The Architects London Quote That Looked Cheap Until I Read the Small Print

The cheapest quote was nearly half the price of the others. I almost signed it on the spot. Then I actually read what it covered, and realised the architects for house extensions I was comparing weren’t offering the same thing at all. One was selling a fraction of the service the others included.
I had done what most people do. Got three quotes, lined them up, and looked at the bottom number. The cheapest seemed an obvious win. It was only when I read the small print that I understood why it was so low. It covered almost nothing beyond basic drawings.
The lesson was simple but expensive to learn. With architects, the headline price means nothing until you know exactly what sits behind it. A cheap quote for half a service is not cheap. It is the start of a bill that arrives in pieces later.
Why the Cheapest Quote Was So Low
The low quote covered planning drawings and not much else. No detailed technical drawings, no structural coordination, no site visits, no help during the build. Just enough to get a planning application in.
The dearer quotes covered the whole journey. Planning, technical detail, coordinating the structure, visiting the site during construction, dealing with problems. A complete service from start to finish.

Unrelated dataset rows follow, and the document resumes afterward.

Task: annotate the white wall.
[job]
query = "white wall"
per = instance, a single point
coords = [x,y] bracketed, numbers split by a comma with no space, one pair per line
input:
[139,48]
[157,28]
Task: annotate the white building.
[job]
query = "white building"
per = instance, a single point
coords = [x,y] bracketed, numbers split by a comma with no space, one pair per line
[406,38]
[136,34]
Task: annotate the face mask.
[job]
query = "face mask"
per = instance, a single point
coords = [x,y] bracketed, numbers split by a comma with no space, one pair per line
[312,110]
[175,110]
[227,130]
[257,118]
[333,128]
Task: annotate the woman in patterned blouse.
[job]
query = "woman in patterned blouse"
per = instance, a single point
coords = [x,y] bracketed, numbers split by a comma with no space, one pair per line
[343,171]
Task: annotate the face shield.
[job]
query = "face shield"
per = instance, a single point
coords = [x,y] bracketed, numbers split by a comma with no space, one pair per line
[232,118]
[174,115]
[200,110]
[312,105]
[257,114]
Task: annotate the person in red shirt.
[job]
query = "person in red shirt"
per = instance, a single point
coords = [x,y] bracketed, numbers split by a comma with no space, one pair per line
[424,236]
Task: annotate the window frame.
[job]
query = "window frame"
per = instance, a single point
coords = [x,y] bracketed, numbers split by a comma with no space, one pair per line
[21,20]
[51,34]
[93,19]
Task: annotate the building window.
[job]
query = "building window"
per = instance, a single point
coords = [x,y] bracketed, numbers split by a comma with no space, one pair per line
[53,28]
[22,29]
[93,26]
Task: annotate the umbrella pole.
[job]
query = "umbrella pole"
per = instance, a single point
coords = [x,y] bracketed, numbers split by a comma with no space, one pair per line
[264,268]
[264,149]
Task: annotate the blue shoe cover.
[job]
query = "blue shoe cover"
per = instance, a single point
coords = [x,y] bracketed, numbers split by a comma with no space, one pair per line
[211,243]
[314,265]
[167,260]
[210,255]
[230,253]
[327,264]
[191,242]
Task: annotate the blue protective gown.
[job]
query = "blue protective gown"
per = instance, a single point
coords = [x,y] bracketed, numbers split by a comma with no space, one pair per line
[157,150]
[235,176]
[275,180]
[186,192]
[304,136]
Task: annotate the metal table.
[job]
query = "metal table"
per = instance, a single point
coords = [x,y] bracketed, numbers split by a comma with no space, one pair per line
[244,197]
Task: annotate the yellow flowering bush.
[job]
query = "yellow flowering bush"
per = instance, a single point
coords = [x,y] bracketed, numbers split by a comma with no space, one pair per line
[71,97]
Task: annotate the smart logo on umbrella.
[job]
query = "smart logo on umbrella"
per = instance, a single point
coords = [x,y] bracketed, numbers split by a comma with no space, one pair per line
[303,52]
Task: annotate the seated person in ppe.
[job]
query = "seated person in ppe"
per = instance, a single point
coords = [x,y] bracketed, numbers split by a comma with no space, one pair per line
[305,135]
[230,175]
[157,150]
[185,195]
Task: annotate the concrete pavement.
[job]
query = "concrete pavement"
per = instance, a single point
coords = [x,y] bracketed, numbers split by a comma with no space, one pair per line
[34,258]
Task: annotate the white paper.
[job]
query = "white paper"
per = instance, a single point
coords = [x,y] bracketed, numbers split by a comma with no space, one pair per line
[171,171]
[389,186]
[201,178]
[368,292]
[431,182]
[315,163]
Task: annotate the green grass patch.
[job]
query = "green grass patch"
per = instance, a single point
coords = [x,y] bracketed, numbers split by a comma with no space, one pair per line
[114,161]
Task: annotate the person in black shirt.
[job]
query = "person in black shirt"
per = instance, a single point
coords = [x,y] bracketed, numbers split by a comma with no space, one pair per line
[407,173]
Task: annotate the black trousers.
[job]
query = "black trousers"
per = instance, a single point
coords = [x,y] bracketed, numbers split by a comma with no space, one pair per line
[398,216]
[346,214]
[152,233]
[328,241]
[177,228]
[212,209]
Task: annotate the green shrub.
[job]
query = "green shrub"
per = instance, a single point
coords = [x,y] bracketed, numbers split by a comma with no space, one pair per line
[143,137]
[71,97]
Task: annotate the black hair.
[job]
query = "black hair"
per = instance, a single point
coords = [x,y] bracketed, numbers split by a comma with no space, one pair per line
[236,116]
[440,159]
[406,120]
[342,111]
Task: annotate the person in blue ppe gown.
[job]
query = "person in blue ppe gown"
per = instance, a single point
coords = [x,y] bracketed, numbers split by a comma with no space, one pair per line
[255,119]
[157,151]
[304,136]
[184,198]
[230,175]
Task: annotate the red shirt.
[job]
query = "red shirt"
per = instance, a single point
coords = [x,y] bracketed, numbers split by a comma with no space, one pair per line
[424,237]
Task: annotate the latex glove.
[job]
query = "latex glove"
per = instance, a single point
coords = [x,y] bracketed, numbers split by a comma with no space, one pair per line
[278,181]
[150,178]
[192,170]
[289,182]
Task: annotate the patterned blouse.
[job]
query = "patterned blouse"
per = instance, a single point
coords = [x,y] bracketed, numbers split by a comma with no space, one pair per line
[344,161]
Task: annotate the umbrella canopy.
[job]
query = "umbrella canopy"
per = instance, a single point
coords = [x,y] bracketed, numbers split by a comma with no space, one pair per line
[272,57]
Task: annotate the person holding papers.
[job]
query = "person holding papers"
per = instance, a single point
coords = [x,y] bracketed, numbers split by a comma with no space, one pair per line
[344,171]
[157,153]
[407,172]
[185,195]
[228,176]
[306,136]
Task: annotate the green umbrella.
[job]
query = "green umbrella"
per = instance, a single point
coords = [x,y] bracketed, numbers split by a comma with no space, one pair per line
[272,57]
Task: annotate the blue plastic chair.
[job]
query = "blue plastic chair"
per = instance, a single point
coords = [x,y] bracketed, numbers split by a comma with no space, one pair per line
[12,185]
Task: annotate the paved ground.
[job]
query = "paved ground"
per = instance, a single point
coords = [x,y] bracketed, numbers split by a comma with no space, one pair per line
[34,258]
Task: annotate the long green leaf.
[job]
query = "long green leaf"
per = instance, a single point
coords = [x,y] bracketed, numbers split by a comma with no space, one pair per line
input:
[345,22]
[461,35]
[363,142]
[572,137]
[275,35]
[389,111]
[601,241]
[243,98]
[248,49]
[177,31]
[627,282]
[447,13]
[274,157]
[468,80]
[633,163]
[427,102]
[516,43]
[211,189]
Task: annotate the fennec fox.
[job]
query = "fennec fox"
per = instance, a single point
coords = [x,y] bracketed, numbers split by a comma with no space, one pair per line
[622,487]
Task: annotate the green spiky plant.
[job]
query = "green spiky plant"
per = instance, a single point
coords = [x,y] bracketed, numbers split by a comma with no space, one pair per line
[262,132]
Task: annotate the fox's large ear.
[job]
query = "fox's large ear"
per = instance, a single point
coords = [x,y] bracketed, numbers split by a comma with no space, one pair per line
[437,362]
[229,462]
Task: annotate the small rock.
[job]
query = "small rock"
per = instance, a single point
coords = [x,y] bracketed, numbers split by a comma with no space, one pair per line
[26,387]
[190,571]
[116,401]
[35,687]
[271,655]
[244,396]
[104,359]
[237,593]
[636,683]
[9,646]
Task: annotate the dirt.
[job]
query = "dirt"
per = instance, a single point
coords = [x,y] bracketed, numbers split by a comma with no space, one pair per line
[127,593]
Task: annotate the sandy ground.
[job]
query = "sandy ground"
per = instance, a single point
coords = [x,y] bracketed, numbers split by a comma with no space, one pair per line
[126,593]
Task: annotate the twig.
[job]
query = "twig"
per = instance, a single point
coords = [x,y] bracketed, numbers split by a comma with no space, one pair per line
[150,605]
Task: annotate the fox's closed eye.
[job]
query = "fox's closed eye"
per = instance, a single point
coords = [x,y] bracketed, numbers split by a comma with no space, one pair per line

I had been comparing a starter to a full meal and judging them on price alone. Of course the starter was cheaper. It just wouldn’t have got me anywhere near a finished project.
What the Cheap Quote Left Out
The gaps were the dangerous part. Without technical drawings, the builder would be guessing. Without structural coordination, the beams and supports might not be properly worked out. Without site visits, nobody would check the build matched the design.
All those missing pieces don’t vanish. You still need them. You just end up paying for them separately, later, often at a worse price under time pressure.
So the cheap quote wasn’t really cheaper. It was the same project with the costs hidden, waiting to surface once I was committed and it was too late to shop around.
How I Compared Them Properly
Once I understood, I redid the comparison. Instead of bottom numbers, I listed exactly what each quote included, line by line. Drawings, coordination, visits, support, the lot.
Suddenly the picture flipped. The cheap quote had blanks in most rows. The mid priced one filled every row. When I priced up buying the missing pieces separately, the cheap option ended up costing more, with more hassle.
The real comparison is scope, not price. Two quotes are only comparable when they cover the same work. Mine hadn’t been, and I nearly signed the wrong one because of it.
Why the Full Service Was Worth It
I went with the firm whose quote covered everything, even though it wasn’t the lowest. The value showed throughout the project.
When questions came up during the build, they were there. When the structure needed coordinating, it was handled. When something needed checking on site, someone checked it. None of those moments cost me extra, because they were in the price from the start.
This mattered even more when we later did a loft conversion london project with the same firm, where the technical detail and site oversight were exactly what kept a tricky roof job on track. The full service proved its worth again. Cutting it would have meant scrambling for help at the worst moments.
The Hidden Cost of Buying Cheap
Friends who chased the cheapest architect quote often told the same story. They saved upfront, then paid again and again as the missing pieces became urgent.
Buying technical drawings late, under pressure, costs more. Finding structural coordination mid project is stressful and pricey. Having nobody check the build leads to errors that cost real money to fix.
The cheap quote front loads the saving and back loads the cost, with interest. By the end, it is usually the most expensive route, just disguised as the cheapest at the start.
What to Check Before You Sign
Never compare architect quotes on the headline number. Read exactly what each one includes, line by line, and compare like with like.
Look for the gaps. Technical drawings, structural coordination, site visits, support during the build. If a quote is cheap, those are usually what is missing, and you will need them regardless.
Six to eight months from that small print moment to a finished project I never had to scramble on. The cheap quote nearly fooled me. Reading what sat behind the price saved me from paying twice. With architects, the bottom number is the least useful thing on the page.